Alle parole del leader del Pd hanno fatto seguito quelle del ministro dell’Economia per il governo ombra Pierluigi Bersani, secondo cui la manovra del governo Berlusconi “è depressiva, non trasparente e umilia il Parlamento”. Si tratta di un provvedimento, ha proseguito l’esponente del Pd nel corso della dichiarazioni di voto, “nel quale manca la cosa davvero urgente: il pacchetto di misure per rafforzare il potere d’acquisto e le retribuzioni, mancano le misure per il rinnovo de contratti. È un provvedimento che parla più all’immaginazione che al portafoglio”. Secondo l’esponente del Pd, anche le norme che colpiscono petrolieri e banche sono realtà poca cosa: “I soldi che arrivano da quelle misure se li riprenderanno”, ha detto.
Come dire, finito il tormentone che vedeva nella tassazione straordinaria sui profitti delle compagnie petrolifere ricadute dirette sulle famiglie, Bersani tira in ballo un’ipotetica retromarcia da parte del Governo. Peccato che sia già stato detto, confermato e sottoscritto come i quattro miliardi che si recupereranno dal prelievo su banche, assicurazioni e petrolieri verranno catapultati dal Governo direttamente sul sociale.

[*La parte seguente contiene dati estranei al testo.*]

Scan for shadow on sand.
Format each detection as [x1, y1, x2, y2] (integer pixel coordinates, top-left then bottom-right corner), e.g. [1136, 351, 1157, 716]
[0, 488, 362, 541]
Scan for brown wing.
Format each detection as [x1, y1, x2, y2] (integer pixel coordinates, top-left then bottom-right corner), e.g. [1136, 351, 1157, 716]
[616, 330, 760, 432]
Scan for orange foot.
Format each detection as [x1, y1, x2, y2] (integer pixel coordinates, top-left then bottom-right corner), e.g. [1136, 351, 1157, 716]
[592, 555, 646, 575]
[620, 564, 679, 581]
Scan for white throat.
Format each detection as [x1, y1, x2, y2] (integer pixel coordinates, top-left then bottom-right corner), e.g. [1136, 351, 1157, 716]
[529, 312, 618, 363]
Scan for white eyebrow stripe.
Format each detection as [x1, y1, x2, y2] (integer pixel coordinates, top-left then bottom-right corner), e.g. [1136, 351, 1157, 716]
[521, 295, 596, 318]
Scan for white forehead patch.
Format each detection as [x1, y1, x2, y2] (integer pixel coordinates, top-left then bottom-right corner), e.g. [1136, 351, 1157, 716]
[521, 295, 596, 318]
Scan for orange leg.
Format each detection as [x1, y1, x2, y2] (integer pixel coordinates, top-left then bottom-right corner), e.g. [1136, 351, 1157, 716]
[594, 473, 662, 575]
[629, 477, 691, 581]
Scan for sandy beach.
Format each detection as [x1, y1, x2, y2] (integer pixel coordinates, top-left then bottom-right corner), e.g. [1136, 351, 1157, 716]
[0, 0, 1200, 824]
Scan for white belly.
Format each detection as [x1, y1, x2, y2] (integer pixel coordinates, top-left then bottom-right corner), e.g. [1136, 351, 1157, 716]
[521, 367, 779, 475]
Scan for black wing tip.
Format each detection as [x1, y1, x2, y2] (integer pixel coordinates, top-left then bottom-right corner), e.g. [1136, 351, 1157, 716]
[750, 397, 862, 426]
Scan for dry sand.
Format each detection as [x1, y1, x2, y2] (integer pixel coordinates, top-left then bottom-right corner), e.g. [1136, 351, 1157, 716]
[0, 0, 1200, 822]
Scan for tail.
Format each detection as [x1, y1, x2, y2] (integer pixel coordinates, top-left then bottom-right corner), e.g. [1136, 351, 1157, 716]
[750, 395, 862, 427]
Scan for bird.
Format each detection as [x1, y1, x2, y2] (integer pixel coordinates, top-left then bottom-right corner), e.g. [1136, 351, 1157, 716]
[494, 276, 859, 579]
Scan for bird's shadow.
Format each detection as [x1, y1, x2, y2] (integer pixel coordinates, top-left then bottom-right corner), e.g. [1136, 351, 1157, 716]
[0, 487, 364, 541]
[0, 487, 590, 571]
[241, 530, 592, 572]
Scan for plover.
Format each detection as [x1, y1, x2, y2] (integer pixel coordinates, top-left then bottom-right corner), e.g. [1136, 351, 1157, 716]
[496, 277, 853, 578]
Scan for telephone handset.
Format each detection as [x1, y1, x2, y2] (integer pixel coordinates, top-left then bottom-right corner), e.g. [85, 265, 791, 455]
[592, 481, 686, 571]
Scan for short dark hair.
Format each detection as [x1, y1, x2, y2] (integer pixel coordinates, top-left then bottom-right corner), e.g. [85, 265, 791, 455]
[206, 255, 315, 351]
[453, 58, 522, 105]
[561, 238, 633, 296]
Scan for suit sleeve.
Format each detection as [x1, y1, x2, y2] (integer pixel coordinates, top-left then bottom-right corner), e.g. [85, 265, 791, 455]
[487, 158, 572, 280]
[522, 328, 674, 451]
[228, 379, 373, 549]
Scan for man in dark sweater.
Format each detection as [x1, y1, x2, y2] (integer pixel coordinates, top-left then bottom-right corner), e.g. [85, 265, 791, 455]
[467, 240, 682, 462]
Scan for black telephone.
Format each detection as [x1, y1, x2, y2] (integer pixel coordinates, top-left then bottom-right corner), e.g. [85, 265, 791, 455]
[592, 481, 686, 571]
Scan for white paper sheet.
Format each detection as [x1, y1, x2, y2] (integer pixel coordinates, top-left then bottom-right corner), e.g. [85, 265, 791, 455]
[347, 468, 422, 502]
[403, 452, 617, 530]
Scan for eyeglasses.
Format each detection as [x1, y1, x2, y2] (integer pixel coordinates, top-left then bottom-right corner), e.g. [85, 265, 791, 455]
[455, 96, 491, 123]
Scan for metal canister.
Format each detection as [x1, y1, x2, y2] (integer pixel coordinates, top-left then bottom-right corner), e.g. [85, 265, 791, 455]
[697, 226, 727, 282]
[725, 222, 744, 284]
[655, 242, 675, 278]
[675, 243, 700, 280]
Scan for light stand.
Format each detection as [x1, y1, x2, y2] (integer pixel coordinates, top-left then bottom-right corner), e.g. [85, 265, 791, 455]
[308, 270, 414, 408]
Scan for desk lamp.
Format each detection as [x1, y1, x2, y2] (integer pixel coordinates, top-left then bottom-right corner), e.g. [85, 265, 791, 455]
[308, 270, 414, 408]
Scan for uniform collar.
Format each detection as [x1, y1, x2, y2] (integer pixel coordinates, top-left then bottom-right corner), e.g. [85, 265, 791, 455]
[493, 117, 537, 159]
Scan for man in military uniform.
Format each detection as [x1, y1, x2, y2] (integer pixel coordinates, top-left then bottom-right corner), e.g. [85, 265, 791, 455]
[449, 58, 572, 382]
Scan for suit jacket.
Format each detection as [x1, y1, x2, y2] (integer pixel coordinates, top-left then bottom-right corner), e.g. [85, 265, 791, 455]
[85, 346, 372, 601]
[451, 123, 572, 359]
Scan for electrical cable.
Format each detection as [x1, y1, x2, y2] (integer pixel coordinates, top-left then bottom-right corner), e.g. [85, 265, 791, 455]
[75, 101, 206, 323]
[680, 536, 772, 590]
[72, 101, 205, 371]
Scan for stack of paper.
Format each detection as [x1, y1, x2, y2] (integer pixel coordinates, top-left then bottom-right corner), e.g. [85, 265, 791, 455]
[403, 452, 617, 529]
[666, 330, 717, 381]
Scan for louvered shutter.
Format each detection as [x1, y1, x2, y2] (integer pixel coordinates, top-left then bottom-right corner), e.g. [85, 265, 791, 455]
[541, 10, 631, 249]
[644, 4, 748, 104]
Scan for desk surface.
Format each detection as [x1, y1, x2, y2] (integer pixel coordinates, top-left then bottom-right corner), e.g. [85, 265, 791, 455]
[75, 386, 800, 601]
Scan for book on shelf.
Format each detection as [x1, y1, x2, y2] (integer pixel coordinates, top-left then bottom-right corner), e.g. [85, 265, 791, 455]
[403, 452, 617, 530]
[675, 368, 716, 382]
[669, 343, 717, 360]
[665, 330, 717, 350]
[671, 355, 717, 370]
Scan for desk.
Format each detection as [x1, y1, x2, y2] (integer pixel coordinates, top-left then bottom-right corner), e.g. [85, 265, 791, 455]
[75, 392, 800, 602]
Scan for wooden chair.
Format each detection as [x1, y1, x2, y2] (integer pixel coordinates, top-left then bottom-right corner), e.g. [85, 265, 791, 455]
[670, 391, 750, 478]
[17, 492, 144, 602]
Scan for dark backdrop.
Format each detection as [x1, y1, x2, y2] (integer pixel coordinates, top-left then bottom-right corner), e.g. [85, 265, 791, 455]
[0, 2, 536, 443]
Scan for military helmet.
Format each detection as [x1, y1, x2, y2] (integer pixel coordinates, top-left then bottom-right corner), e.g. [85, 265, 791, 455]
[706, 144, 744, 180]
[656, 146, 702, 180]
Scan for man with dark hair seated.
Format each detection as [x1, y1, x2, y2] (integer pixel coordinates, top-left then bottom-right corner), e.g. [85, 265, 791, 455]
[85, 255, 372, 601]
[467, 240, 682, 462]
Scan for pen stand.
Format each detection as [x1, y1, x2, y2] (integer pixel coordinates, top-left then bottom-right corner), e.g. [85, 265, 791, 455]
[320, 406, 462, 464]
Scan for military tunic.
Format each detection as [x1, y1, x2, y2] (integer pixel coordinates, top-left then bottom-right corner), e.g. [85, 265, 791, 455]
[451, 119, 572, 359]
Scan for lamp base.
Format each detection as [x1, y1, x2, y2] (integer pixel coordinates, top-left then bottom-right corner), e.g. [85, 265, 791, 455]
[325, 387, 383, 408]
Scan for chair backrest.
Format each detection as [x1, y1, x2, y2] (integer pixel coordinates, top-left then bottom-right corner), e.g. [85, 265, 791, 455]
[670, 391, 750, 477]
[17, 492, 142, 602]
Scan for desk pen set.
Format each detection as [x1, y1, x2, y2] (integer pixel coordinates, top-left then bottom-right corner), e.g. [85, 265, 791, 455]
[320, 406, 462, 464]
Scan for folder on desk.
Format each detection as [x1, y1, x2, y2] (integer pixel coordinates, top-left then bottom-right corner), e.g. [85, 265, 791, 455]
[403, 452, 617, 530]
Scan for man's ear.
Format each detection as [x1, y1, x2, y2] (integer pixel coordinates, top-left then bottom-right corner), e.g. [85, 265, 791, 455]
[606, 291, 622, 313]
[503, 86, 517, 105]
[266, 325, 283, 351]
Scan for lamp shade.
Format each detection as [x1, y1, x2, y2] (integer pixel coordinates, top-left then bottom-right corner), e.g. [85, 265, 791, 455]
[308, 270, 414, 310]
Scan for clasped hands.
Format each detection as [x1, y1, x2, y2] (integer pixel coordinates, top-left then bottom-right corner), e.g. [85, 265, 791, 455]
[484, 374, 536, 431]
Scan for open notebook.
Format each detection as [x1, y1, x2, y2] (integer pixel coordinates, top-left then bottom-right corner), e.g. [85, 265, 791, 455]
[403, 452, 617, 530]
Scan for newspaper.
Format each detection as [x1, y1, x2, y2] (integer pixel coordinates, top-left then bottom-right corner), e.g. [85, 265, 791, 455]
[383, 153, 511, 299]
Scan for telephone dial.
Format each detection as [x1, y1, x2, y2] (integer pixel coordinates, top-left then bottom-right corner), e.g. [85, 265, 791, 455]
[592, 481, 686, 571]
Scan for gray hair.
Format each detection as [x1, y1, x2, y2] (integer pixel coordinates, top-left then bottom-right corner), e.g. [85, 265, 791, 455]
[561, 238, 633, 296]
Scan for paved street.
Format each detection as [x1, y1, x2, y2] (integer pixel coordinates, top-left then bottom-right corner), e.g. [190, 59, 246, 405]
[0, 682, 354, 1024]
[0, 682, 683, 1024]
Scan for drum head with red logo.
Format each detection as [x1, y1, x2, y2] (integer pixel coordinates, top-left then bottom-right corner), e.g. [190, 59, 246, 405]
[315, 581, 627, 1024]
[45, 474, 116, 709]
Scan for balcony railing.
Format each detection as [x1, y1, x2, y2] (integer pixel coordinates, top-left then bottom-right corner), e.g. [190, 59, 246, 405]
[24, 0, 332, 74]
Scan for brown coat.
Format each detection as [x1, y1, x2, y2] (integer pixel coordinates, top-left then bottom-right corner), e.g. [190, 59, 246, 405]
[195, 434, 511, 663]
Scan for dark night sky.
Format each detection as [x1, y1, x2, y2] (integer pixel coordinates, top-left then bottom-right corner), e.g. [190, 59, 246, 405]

Ora, messa nero su bianco la riforma dei servizi pubblici locali (in generale l’affidamento delle utilities ai privati sarà possibile con gara entro il 31 dicembre 2010), chiusa la questione-sicurezza (con lo stanziamento di 300 milioni e l’obbligo di impronte digitali sulla carta d’identità per tutti i cittadini) e digeriti i sostanziosi tagli ai ministeri (8,4 miliardi l’anno prossimo, 8,93 nel 2010 e 5,5 nel 2011), resta da sbrogliare la matassa relativa al contratto degli Statali. Il vero banco di prova per il ministro Brunetta, che dovrà cercare di arginare i sindacati intervenendo il più rapidamente possibile sui contorti meccanismi che governano il settore del Pubblico Impiego.